Tech companies want to build smartphones that can stretch, twist and fold, so scientists have been working on developing components that are equally flexible. On Wednesday, scientists from Northwestern University and University of Illinois announced they have created a lithium-ion battery that can stretch up to 300 percent of its original size and still function.
After years in development, Yonggang Huang of Northwestern University and John A. Rogers of University of Illinois demonstrated how their battery invention can consistently power a commercial LED, even when twisted, folded and contorted around a human elbow.
"We start with a lot of battery components side by side in a very small space, and we connect them with tightly packed, long wavy lines," Huang said in a statement. "These wires provide the flexibility. When we stretch the battery, the wavy interconnecting lines unfurl, much like yarn unspooling. And we can stretch the device a great deal and still have a working battery."
If this invention wasn't appealing enough for smartphone makers already, the stretchable battery can be charged wirelessly, which means the device can be implanted in any kind of innovative consumer electronic or even inside the human body.
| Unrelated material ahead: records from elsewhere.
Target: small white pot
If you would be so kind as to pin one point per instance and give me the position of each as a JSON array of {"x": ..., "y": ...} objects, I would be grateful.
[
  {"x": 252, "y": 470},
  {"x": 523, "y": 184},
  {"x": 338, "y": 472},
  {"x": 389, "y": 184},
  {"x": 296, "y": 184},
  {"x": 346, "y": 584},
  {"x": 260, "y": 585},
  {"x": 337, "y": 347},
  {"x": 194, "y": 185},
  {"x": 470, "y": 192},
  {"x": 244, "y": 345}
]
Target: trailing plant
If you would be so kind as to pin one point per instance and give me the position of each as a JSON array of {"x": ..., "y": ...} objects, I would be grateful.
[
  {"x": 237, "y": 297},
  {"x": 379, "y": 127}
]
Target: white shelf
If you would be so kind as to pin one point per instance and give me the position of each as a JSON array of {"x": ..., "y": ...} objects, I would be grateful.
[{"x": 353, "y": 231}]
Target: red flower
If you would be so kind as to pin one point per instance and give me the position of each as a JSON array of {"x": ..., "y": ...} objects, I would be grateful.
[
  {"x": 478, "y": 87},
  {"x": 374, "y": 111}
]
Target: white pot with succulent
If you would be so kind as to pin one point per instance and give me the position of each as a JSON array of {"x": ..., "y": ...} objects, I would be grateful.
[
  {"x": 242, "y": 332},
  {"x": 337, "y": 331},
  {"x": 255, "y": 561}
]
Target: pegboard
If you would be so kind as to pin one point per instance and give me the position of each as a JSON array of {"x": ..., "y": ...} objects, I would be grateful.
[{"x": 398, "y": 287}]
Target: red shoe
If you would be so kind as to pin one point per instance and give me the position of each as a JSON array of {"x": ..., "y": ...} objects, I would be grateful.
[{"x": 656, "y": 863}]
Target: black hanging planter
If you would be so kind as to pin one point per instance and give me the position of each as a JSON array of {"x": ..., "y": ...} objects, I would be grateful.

The two Midwest-based scientists have been working together for the past six years, trying to build various types of flexible and stretchable electronics parts. When the pair focused on a stretchable electronic circuit, they first developed a space filling technique called "pop-up" technology, which basically involves making a batch of tiny circuit elements connected by "pop-up bridges" made of a metal wire. When the circuitry would be stretched in any way, the wires -- not the static circuits -- would "pop up," hence the name.
While this technique worked on a circuit, the scientists had no such luck applying it to a stretchable battery -- simply, there just isn't enough space between components in a battery to allow for "pop-up" technology to really work. But that's when Huang had the idea to change the shape of the metal wire to make it fill the small space between battery components; in the end, the line connecting the components looks like a large "S," with many smaller "Ss" within that shape.
The finished mechanism works like a "spring within a spring": When the battery is stretched in any way, the large "S" metal wire stretches out -- so do those little "Ss" -- until the wires connecting the electrodes is fully taut.
"We call this ordered unravelling," Huang told the journal Nature Communications. "And this is how we can produce a battery that stretches up to 300 percent of its original size."
The stretching process is reversible, so manufacturers won't need to worry about bending the battery out of shape. The scientists say their battery can work for eight to nine hours before it needs to be recharged.